# Table of Contents
1. [Importing Libraries](#importing-libraries)
2. [Data Description](#data-description)
    * [Multiple Genres](#multiple-genres)
    * [Visualisation](#visualisation)
3. [Data Preprocessing](#data-cleaning)
4. [Data Modelling](#data-modelling)
    * [Neural Network](#neural-network)
    * [K-Nearest Neighbours](#k-nearest-neighbours)
    * [Random Forest](#random-forest)
    * [Model Comparison](#model-comparison)

## Importing Libraries <a class="anchor" id="importing-libraries"></a>

Here, we import all the necessary libraries for our work.

In [None]:
import pandas as pd
import numpy as np
import matplotlib.pyplot as plt
import seaborn as sns
import tensorflow as tf
import keras_tuner as kt

from tensorflow import keras

from sklearn.ensemble import RandomForestClassifier
from sklearn.metrics import accuracy_score, confusion_matrix, classification_report, ConfusionMatrixDisplay
from sklearn.model_selection import train_test_split, GridSearchCV
from sklearn.preprocessing import MinMaxScaler, LabelEncoder
from sklearn.neighbors import KNeighborsClassifier

from keras.models import Sequential
from keras.layers import Dense
from keras.utils.vis_utils import plot_model
from keras import backend as K
from keras import layers, metrics

## Data Description <a class="anchor" id="data-description"></a>

First, the data is loaded and basic information about the data is displayed.

In [None]:
tracks = pd.read_csv('csvs/dataset.csv', index_col=0)

tracks.head()

Our goal is to identify and predict the genres of the song, so we try display and see how many genres are there in the dataset.

In [None]:
print('Number of genres: {}'.format(tracks.track_genre.nunique()))

# Get a count of all genre
tracks.track_genre.value_counts()

### Multiple Genres <a class="anchor" id="multiple-genres"></a>
 
We discover that some song may have multiple genres. To improve our modelling, we will be using tracks with one genre only. 

In [None]:
# Sort by popularity first, so when we drop duplicate we drop lower popularity
# Drop duplicate if track_name, duration_ms, artists and track_genre are all the same
tracks.sort_values(by=['popularity'],ascending=False,inplace=True)
tracks.drop_duplicates(subset=['track_name','duration_ms','artists','track_genre'],inplace=True)

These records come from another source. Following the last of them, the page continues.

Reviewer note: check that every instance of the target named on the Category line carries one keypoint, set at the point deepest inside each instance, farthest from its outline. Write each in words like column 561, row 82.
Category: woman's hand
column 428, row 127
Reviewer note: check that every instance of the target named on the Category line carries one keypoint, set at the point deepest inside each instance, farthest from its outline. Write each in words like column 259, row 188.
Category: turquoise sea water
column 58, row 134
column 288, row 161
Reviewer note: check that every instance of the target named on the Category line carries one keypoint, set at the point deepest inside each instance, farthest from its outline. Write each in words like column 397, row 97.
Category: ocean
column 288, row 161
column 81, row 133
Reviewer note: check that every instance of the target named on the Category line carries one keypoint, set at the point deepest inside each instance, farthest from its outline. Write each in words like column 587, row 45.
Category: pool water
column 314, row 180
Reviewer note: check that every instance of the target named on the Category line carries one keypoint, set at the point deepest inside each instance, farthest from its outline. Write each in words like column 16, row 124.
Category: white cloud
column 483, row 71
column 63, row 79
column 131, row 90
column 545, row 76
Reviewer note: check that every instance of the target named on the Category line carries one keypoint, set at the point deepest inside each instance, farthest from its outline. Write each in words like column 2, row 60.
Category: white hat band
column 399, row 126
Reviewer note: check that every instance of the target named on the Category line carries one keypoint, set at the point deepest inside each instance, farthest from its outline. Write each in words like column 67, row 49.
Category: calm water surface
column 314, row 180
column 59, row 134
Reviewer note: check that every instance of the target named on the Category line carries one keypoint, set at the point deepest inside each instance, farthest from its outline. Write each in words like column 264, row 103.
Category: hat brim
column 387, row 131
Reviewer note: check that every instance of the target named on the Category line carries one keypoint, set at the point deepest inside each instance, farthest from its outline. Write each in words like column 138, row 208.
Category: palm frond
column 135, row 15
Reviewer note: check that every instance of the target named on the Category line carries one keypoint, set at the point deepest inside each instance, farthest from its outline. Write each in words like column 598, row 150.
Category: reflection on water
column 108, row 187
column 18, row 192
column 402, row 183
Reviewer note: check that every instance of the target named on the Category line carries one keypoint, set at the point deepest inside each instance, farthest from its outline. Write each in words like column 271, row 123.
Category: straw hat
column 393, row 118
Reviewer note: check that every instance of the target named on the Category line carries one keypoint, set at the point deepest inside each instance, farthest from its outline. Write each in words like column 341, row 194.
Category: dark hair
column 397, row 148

# If track_name, duration_ms and artists are same, but genre is different, aggregate the genre
tracks = tracks.groupby(['track_name','duration_ms','artists'],as_index=False).agg({'track_genre':lambda x: ','.join(x),
                                                                                                  'album_name': 'first',
                                                                                                  'track_id': 'first',
                                                                                                  'popularity': 'max',
                                                                                                  'explicit': 'first',
                                                                                                  'danceability': 'first',
                                                                                                  'energy': 'first',
                                                                                                  'loudness': 'first',
                                                                                                  'speechiness': 'first',
                                                                                                  'acousticness': 'first',
                                                                                                  'instrumentalness': 'first',
                                                                                                  'liveness': 'first',
                                                                                                  'valence': 'first',
                                                                                                  'tempo': 'first',
                                                                                                  'key': 'first',
                                                                                                  'mode': 'first',
                                                                                                  'time_signature': 'first'})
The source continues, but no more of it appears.